I was pretty informal about my observations: simply noting in my journal when I noticed or felt something interesting. (For the next experiment, I’ll try to keep a more meticulous log.)
A few days in (Feb 21), I noticed that what I missed about alcohol wasn’t so much its chemical effects, but its symbolic significance:
During the workday, I catch myself sometimes thinking “Man, this is hard, I can’t wait to have a drink tonight.” Perhaps I never noticed before because the thought would come an go, without being interrupted by the follow-up “Damn, I can’t have a drink tonight.” But in many ways it’s easier not drinking. Before, I would be tortured around 4pm: should I have one of those beers in the office fridge, or not? Now, it’s not even worth thinking about. “Not for me” is a powerful thought. It clears up all sorts of ethical quandaries.

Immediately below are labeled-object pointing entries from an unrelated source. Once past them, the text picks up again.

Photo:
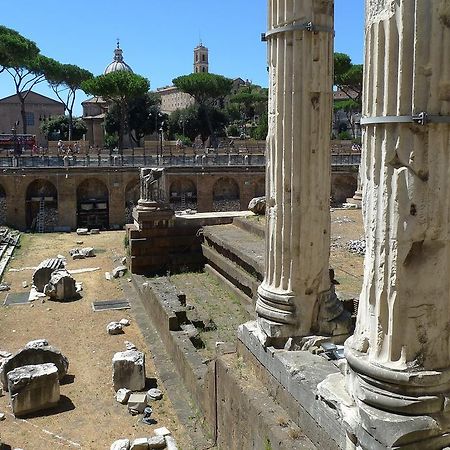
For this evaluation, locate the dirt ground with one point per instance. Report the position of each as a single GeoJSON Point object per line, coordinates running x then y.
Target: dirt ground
{"type": "Point", "coordinates": [88, 416]}
{"type": "Point", "coordinates": [346, 225]}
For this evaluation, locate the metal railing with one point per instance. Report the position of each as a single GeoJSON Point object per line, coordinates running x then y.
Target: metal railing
{"type": "Point", "coordinates": [342, 161]}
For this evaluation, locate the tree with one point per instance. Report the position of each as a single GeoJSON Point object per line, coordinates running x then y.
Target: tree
{"type": "Point", "coordinates": [58, 128]}
{"type": "Point", "coordinates": [195, 120]}
{"type": "Point", "coordinates": [65, 80]}
{"type": "Point", "coordinates": [208, 90]}
{"type": "Point", "coordinates": [119, 88]}
{"type": "Point", "coordinates": [21, 58]}
{"type": "Point", "coordinates": [348, 77]}
{"type": "Point", "coordinates": [144, 117]}
{"type": "Point", "coordinates": [15, 49]}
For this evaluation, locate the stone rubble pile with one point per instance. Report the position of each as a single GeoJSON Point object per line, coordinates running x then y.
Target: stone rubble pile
{"type": "Point", "coordinates": [257, 205]}
{"type": "Point", "coordinates": [81, 253]}
{"type": "Point", "coordinates": [32, 377]}
{"type": "Point", "coordinates": [162, 438]}
{"type": "Point", "coordinates": [226, 205]}
{"type": "Point", "coordinates": [357, 246]}
{"type": "Point", "coordinates": [119, 271]}
{"type": "Point", "coordinates": [129, 383]}
{"type": "Point", "coordinates": [61, 286]}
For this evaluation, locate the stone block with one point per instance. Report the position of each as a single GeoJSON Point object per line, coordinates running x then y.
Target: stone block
{"type": "Point", "coordinates": [171, 444]}
{"type": "Point", "coordinates": [139, 444]}
{"type": "Point", "coordinates": [121, 444]}
{"type": "Point", "coordinates": [119, 271]}
{"type": "Point", "coordinates": [33, 388]}
{"type": "Point", "coordinates": [114, 328]}
{"type": "Point", "coordinates": [43, 273]}
{"type": "Point", "coordinates": [37, 343]}
{"type": "Point", "coordinates": [163, 431]}
{"type": "Point", "coordinates": [33, 356]}
{"type": "Point", "coordinates": [154, 394]}
{"type": "Point", "coordinates": [129, 370]}
{"type": "Point", "coordinates": [156, 442]}
{"type": "Point", "coordinates": [61, 286]}
{"type": "Point", "coordinates": [122, 395]}
{"type": "Point", "coordinates": [137, 402]}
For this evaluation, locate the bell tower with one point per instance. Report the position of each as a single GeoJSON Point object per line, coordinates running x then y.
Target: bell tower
{"type": "Point", "coordinates": [201, 64]}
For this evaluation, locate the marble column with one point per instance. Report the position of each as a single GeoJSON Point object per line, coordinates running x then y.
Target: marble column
{"type": "Point", "coordinates": [399, 355]}
{"type": "Point", "coordinates": [153, 208]}
{"type": "Point", "coordinates": [295, 298]}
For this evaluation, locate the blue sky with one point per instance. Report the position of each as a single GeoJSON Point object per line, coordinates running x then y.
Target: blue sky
{"type": "Point", "coordinates": [158, 36]}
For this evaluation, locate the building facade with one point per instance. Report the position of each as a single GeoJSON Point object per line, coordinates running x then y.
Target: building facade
{"type": "Point", "coordinates": [38, 108]}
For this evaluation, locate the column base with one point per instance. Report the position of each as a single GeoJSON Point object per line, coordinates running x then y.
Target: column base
{"type": "Point", "coordinates": [372, 428]}
{"type": "Point", "coordinates": [404, 392]}
{"type": "Point", "coordinates": [278, 322]}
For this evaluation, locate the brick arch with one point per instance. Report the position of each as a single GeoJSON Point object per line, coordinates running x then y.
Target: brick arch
{"type": "Point", "coordinates": [343, 186]}
{"type": "Point", "coordinates": [41, 205]}
{"type": "Point", "coordinates": [183, 194]}
{"type": "Point", "coordinates": [93, 204]}
{"type": "Point", "coordinates": [260, 187]}
{"type": "Point", "coordinates": [132, 194]}
{"type": "Point", "coordinates": [226, 195]}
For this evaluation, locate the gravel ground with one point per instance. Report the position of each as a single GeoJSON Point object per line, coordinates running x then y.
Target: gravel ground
{"type": "Point", "coordinates": [88, 416]}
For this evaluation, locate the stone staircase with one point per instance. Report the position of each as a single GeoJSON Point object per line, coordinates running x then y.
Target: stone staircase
{"type": "Point", "coordinates": [235, 254]}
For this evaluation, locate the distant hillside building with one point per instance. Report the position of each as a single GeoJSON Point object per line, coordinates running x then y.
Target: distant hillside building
{"type": "Point", "coordinates": [38, 107]}
{"type": "Point", "coordinates": [171, 97]}
{"type": "Point", "coordinates": [94, 108]}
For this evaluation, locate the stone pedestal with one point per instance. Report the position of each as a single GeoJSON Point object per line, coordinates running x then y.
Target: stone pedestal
{"type": "Point", "coordinates": [399, 355]}
{"type": "Point", "coordinates": [129, 370]}
{"type": "Point", "coordinates": [33, 388]}
{"type": "Point", "coordinates": [297, 282]}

Two weeks in (March 5), things were a bit more difficult:
This was definite harder than the first week, not least because it was a rough week at work.
But just a few days later, I noticed some positive effects:
I have more energy in the afternoons (no coffee crash) and evening (no wine crash).
The following three weeks went pretty smoothly, and by day 46, I didn’t particularly crave coffee or alcohol. That said, upon completion of the experiment, I did go back to my morning coffee and a drink with dinner most evenings. But at least I had a greater appreciation of what they really meant to me, and their cost in energy.